Takeaway: The model should accelerate starting next quarter. The guide was excessive. Taking up a notch on our Best Ideas list Long.

I took TPR down towards the bottom of my Best Idea list on 11/4 with the Stock at $42.85 due to concerns over China and Hedgeye Macro's 'Quad 4' call. But today at $32 – or just 7x a very defendable EBITDA number and sub 11x EPS – the market is looking through an inflection in growth and margin profile that should happen this quarter, at the same time when the rest of retail slows on the margin. The easy and emotional response is to downgrade/cut bait entirely on a weak guide and visceral reaction like this. The right response is to unemotionally assess what has changed (or hasn’t, for that matter), update our earnings model, and make the right call in marrying up the TREND and TAIL duration. In doing so, at $32 I think that we’re looking at 3 to 1 upside/downside over a TREND duration – with a roadmap to a double over a TAIL duration – particularly as TPR repositions/takes back/buys in the KATE license portfolio (like RL did in the 2000s). Without the license angle, I might sit back and be more patient. But this remains a hugely underappreciated part of this story, and one that is unique to TPR. 

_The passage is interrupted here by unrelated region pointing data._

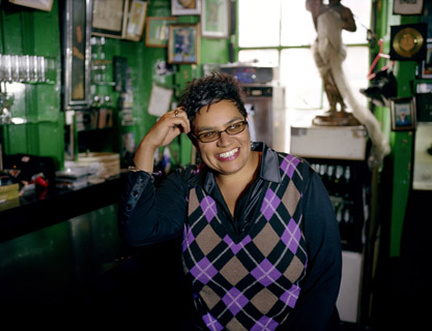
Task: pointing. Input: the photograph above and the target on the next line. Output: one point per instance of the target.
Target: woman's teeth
(228, 154)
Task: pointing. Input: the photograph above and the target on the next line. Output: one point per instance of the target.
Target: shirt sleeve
(316, 306)
(148, 214)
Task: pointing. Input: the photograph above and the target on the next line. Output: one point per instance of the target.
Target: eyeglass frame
(245, 123)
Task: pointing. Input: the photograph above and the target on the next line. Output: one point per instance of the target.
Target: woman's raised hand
(169, 126)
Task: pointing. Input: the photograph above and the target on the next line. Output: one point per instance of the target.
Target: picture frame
(215, 19)
(109, 18)
(77, 54)
(426, 72)
(185, 7)
(45, 5)
(402, 113)
(157, 31)
(412, 7)
(136, 20)
(183, 43)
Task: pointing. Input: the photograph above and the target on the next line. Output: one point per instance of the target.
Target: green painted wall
(34, 32)
(397, 172)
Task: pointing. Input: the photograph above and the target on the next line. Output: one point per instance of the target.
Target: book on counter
(71, 178)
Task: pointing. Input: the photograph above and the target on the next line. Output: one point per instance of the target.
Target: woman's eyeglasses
(210, 136)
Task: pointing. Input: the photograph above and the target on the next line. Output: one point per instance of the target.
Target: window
(281, 35)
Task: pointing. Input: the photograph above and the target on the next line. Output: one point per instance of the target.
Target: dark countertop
(41, 209)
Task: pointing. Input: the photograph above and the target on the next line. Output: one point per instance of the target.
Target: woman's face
(230, 153)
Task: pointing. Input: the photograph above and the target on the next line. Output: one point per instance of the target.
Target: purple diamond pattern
(235, 300)
(266, 273)
(289, 164)
(208, 206)
(265, 324)
(290, 297)
(212, 323)
(270, 204)
(188, 238)
(203, 271)
(237, 247)
(291, 236)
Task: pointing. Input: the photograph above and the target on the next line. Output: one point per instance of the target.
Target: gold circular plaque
(408, 42)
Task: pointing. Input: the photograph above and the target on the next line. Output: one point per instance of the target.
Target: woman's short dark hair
(210, 89)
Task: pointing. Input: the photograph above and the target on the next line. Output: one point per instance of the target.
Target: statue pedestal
(338, 118)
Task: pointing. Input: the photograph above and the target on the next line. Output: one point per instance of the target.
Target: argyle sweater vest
(251, 282)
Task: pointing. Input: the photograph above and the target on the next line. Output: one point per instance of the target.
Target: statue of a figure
(329, 53)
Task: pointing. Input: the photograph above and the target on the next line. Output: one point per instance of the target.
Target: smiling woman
(253, 222)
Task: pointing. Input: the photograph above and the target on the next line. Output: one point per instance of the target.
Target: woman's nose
(224, 139)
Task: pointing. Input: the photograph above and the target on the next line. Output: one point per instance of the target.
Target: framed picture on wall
(136, 20)
(183, 44)
(215, 18)
(110, 18)
(402, 114)
(157, 31)
(411, 7)
(185, 7)
(77, 54)
(427, 63)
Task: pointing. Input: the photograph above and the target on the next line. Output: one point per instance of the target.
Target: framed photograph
(45, 5)
(136, 20)
(402, 112)
(427, 64)
(77, 54)
(110, 18)
(215, 18)
(157, 31)
(185, 7)
(183, 44)
(408, 7)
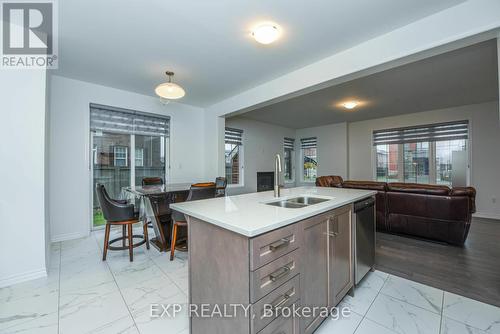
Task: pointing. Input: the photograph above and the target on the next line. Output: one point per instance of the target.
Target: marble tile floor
(82, 294)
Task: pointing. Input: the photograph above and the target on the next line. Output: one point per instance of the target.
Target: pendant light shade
(170, 90)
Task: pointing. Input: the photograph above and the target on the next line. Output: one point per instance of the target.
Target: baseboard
(486, 215)
(19, 278)
(68, 236)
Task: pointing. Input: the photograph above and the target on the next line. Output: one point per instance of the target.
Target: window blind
(118, 120)
(422, 133)
(308, 142)
(233, 136)
(289, 143)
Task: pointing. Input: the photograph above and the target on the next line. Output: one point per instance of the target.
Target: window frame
(433, 169)
(241, 160)
(302, 156)
(115, 154)
(292, 160)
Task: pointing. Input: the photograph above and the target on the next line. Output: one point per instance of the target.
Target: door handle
(279, 273)
(282, 301)
(279, 244)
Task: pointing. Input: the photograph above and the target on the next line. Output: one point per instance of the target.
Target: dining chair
(152, 181)
(160, 204)
(196, 192)
(220, 186)
(119, 213)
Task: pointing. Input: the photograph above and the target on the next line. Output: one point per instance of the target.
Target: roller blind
(233, 136)
(308, 142)
(422, 133)
(118, 120)
(289, 143)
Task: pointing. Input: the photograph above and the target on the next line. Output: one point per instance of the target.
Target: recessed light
(266, 33)
(350, 104)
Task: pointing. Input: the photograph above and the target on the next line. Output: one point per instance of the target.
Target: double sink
(298, 202)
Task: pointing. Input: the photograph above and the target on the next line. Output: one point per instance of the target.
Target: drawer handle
(279, 244)
(279, 273)
(282, 301)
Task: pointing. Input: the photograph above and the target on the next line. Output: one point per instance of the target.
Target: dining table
(140, 196)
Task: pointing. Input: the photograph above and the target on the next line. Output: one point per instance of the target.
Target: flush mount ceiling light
(169, 90)
(350, 104)
(266, 33)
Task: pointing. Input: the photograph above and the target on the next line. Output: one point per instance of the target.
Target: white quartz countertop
(249, 215)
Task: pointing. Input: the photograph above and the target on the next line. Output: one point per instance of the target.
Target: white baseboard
(68, 236)
(19, 278)
(486, 215)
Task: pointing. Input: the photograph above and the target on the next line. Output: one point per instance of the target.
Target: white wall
(261, 142)
(332, 149)
(484, 147)
(69, 147)
(22, 174)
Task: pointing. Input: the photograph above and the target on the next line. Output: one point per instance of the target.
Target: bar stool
(119, 213)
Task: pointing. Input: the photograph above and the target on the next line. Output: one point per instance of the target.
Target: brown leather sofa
(422, 210)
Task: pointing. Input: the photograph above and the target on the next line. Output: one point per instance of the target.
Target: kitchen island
(268, 254)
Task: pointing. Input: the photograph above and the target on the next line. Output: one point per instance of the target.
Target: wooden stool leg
(106, 242)
(124, 235)
(172, 244)
(146, 236)
(130, 243)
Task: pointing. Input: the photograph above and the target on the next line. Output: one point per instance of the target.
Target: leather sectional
(422, 210)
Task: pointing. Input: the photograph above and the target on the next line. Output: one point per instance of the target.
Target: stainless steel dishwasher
(364, 237)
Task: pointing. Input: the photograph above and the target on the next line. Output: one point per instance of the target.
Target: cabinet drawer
(284, 296)
(272, 275)
(282, 325)
(272, 245)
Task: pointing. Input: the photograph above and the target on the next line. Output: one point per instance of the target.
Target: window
(233, 149)
(387, 163)
(120, 154)
(126, 146)
(288, 157)
(309, 159)
(139, 157)
(422, 154)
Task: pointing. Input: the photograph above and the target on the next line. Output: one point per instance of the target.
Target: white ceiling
(461, 77)
(130, 44)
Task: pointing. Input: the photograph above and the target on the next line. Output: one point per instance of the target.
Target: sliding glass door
(126, 146)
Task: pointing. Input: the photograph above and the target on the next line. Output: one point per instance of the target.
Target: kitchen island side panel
(218, 274)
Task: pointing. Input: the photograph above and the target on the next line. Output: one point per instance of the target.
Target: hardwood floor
(472, 271)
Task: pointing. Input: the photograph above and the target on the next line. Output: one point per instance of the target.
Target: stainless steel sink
(307, 200)
(298, 202)
(287, 204)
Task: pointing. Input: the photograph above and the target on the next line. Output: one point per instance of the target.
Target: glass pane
(149, 157)
(416, 162)
(310, 161)
(232, 155)
(111, 166)
(288, 160)
(387, 163)
(444, 153)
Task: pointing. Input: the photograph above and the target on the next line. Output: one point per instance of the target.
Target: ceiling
(461, 77)
(130, 44)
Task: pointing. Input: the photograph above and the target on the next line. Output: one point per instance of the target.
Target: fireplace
(265, 181)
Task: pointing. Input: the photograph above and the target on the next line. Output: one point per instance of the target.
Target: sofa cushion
(417, 188)
(371, 185)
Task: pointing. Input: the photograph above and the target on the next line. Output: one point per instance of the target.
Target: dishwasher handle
(363, 204)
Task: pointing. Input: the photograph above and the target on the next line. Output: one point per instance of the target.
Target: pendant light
(169, 90)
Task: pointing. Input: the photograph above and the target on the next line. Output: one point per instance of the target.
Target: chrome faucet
(277, 172)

Usually when a company guides down like this, you have to wait a good year for the business to regain momentum and for the financial model to work. In the case of TPR, I think you have to wait less than a quarter. The stock isn’t trading off by 18% bc of the four cent miss…it’s trading down because of the $0.20 guide down just 13 weeks after it took up guidance for the year. The company is giving the impression that something changed fast – and that it doesn’t have the chops to manage a multi-brand portfolio. I don’t think either of those is the case. The quarter wasn’t squeaky clean by a long shot – with KATE comping down 11% as it cleared the channel of product in advance of the product refresh that hit two weeks ago (and moved the goods to outlets instead of promoting heavily – which carries its own issues), and with Coach being slightly (and I mean SLIGHTLY) more promotional. Kate is the primary variance in our model (i.e. it’s where I was flat-out wrong). But that changes in the quarter we’re currently sitting in.

What’s not apparent at face value is that TPR arguably didn’t have to guide like it did. This is a company that hasn’t missed a quarter since December 2013. The CFO’s last day on the job is tomorrow, and the interim CFO just happens to be the head of IR – yes, the same person that is key in setting guidance.  She won’t be falling on her sword in May when TPR reports 3Q. Conversely, the company will likely be reporting a 1,500bps+ acceleration in comps at Kate Spade, a rebound in Stewart Weitzman as it laps the gaffes from last year, improved margins in core Coach as investments from the past year roll off, and we see accelerating accretion from TPR’s license acquisition strategy.

Ultimately we’re at $2.80 for the year – the top end of where consensus was before the company ’over-conservatively’ guided down, and I think that there’ll be a more defined path towards $4.00 in TAIL earnings power within 12 months. My biggest concern at $32 is if the Macro climate slows meaningfully from what our Macro team is currently calling for. The factor that could make my ‘path to a double’ statement wrong is if I am just flat-out wrong on all the work we’ve done around licensing optionality.  But that was far more of a risk factor at $43 than $32.